Installation and Application of python BeautifulSoup Library
- 2021-08-28 20:42:04
- OfStack
1. Introduction to 1. BeautifulSoup
BeautifulSoup4 and lxml 1, Beautiful Soup is also a parser of HTML/XML, and its main function is how to parse and extract HTML/XML data.
BeautifulSoup supports HTML parser in Python standard library, and also supports some third-party parsers. If we don't install it, Python will use the default parser of Python. lxml parser is more powerful and faster, so it is recommended to use lxml parser.
Beautiful Soup automatically converts the input document to Unicode encoding and the output document to utf-8 encoding. You don't need to consider encoding unless the document does not specify an encoding method, then Beautiful Soup can't automatically recognize the encoding method. Then, you just need to explain the original encoding method.
2. Installation of BeautifulSoup
First, we need to install an BeautifulSoup library.
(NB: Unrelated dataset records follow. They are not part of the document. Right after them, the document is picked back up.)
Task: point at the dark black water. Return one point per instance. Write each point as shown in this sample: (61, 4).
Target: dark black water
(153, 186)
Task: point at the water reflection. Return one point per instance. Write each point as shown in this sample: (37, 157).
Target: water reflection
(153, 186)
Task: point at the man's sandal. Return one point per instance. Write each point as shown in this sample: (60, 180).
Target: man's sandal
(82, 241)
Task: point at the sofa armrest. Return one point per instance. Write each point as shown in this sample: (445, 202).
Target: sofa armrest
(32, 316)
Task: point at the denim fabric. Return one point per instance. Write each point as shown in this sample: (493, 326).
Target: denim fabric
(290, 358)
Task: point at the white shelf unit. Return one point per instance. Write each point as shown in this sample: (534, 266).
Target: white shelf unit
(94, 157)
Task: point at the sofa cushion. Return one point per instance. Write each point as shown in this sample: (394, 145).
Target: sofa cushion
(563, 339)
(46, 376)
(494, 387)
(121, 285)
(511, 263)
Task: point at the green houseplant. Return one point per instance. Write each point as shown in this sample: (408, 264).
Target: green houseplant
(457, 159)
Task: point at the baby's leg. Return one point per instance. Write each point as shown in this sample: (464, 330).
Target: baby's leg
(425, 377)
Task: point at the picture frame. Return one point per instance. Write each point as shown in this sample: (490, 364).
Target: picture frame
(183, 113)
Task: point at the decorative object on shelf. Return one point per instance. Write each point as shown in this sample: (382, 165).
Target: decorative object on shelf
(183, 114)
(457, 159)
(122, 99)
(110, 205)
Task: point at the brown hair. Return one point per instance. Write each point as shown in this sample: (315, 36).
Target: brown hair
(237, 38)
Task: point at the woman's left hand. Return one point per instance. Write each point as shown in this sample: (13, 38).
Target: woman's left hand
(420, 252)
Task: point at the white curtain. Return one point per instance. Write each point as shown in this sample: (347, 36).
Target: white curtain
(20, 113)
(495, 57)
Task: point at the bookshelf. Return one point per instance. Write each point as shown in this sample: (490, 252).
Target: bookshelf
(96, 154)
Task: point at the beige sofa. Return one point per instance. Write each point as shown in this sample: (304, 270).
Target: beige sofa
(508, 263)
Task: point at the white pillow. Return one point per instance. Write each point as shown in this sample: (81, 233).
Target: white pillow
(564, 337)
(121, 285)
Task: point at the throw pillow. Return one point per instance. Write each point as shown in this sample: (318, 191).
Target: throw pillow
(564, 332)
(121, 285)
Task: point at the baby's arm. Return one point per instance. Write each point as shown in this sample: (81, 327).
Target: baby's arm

The version I installed is python 3. Therefore, you can install it directly under cmd with pip3 command.
Command:
pip3 install beautifulsoup4
After installing BeautifulSoup, we can determine whether the installation was successful by importing the library.
Command:
>>> from bs4 import BeautifulSoup
No error will be reported after entering the car, which shows that we have successfully installed it.
3. Common functions of BeautifulSoup
# beautiful soup Object for extracting information from a web page python Library
# BeautifulSoup Object represents the 1 The full contents of each document
# prettify() Output according to the structure of standard indentation format
# get_text() Will HTML Clear all tags in the document , Return 1 Strings containing only literals
from bs4 import BeautifulSoup
text='''
<?xml version="1.0" encoding="ISO-8859-1"?>
<bookstore>
<book>
<title lang="eng">Harry Potter</title>
<price>29.99</price>
</book>
<book>
<title lang="eng">Learning XML</title>
<price>39.95</price>
</book>
</bookstore>
'''
# create Object
bf=BeautifulSoup(text)
# Output in standard indentation format
print(bf.prettify())
# Will HTML Clear all tags in the document , Return 1 Strings containing only literals
print(bf.get_text())
# Tag Object
# Label Denote HTML In 1 Each label
# name
# attrs
tag=bf.title # Get title Label
print(tag)
print(type(tag)) # tag Type
print(tag.name) # Label name
print(tag.attrs) # Tag attribute
print(tag.attrs["lang"]) # Get a property separately Method 1
print(bf.title["lang"]) # Get a property separately Method 2
# NavigableString tag.string
# Represents the text in the label
print(tag.string)
print(type(tag.string)) # View data types
# Comment Annotation section
# 1 Of a special type NavigableString Object
# The output does not include comment symbols
string='''
<p><!-- This is a note! --></p>
'''
sp=BeautifulSoup(string)
print(sp)
print(sp.p.string) # To get the text in the label
# Two commonly used functions
# find_all() Search for the current tag All of tag Child node , And determine whether the given conditions are met
# The result returned is 1 Column , Can contain multiple elements
print(soup.find_all('title'),end="\n-------\n")
#find() Go directly back to the first 1 Elements
print(soup.find("title"))
print(soup.find_all("title",lang="eng")) # Find title Label Attribute lang=eng
print(soup.find_all("title",{"lang":"eng"})) # The result is the same as above
print(soup.find_all(["title","price"])) # Get multiple tags
print(soup.find_all("title",lang="eng")[0].get_text()) # Get Text
# 3 Common nodes
# Child node 1 A Tag May contain multiple strings or other tag These are all these tag Child nodes of
# Parent node With a tag Or string has a parent node: it is contained in a certain tag Medium
# Brother node Parallel node
end="\n-------\n"
print(soup.book,end) # Get book Node information
print(soup.book.contents,end) # Get book All child nodes under
print(soup.book.contents[1],end) # Get book Of all child nodes under the 1 Nodes
print(soup.book.children,end) # children Generate iterator
for child in soup.book.children:
print("===",child)
print(soup.title.parent,end)
print(soup.book.parent,end)
for parent in soup.title.parents: # Attention parent And parents Difference
print("===",parent.name)
print(soup.title.next_sibling,end) # Gets the following of the node 1 Sibling nodes
print(soup.title.previous_sibling,end) # Gets the upper of the node 1 Sibling nodes
print(soup.title.next_siblings,end) # Gets all siblings of this node
for i in soup.title.next_siblings:
print("===",i)
The above is the python BeautifulSoup library installation and use of the details, more information about python BeautifulSoup library please pay attention to other related articles on this site!